Their troubles with their children no doubt added to the marital burden. Abel died in a car accident in 1991, and their other two adopted children, Jeffrey, now around 25, and Madeline, 21, also struggled with fetal-alcohol problems and eventually became estranged from Dorris and Erdrich. "I don't think I was by any means the best parent my children could have found," Dorris acknowledged last month during a reading in Washington.
In 1995 Erdrich and Dorris pressed attempted-theft charges against Jeffrey, who had been working at odd jobs around the country, and was living in Denver. The charges stemmed from a rambling, five-page letter he wrote from the Denver County Jail, where he was awaiting prosecution on misdemeanor charges of beating his girlfriend. He wrote, "Think about what we put up with as helpless children. You beat us senseless, you terrorized us, you made us walk on eggshells, we feared you, and then Louise comes onto the picture. Instead of stopping his abuse, she kicks in." He blamed his own troubles with the law on having been abused and demanded $15,000 from Erdrich and help publishing a manuscript. "Very simple, people, you owe me!" he wrote. "You owe me a childhood, you owe me a life."

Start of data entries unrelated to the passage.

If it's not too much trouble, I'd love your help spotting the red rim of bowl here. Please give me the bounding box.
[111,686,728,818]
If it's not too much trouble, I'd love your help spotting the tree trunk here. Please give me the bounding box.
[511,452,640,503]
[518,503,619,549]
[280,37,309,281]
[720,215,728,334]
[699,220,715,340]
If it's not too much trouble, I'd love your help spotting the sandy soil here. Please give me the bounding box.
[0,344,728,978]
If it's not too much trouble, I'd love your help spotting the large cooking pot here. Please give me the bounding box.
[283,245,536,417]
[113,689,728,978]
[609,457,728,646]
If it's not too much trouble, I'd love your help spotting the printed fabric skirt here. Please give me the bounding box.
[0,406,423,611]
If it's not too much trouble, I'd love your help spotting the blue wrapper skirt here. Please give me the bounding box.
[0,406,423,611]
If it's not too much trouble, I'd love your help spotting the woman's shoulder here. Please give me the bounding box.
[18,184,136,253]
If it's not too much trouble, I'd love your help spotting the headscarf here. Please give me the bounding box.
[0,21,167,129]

Lisa Wayne, the public defender who represented Jeffrey at the ensuing trials, contends that the letter, as well as letters written by Dorris to his son over the course of 10 years, is evidence that Dorris abused his children. She portrays the charges as an attempt by Dorris "to shut [Jeffrey] up." But according to people close to the couple, Jeffrey so frightened them that they essentially went into hiding, first in Montana, then in Minneapolis, where they moved in 1993 and where Erdrich and Dorris, on leave from Dartmouth, continued their writing. Their location, says a friend, was "a secret that had to be kept because they really believed someone in their lives would find them and hurt them."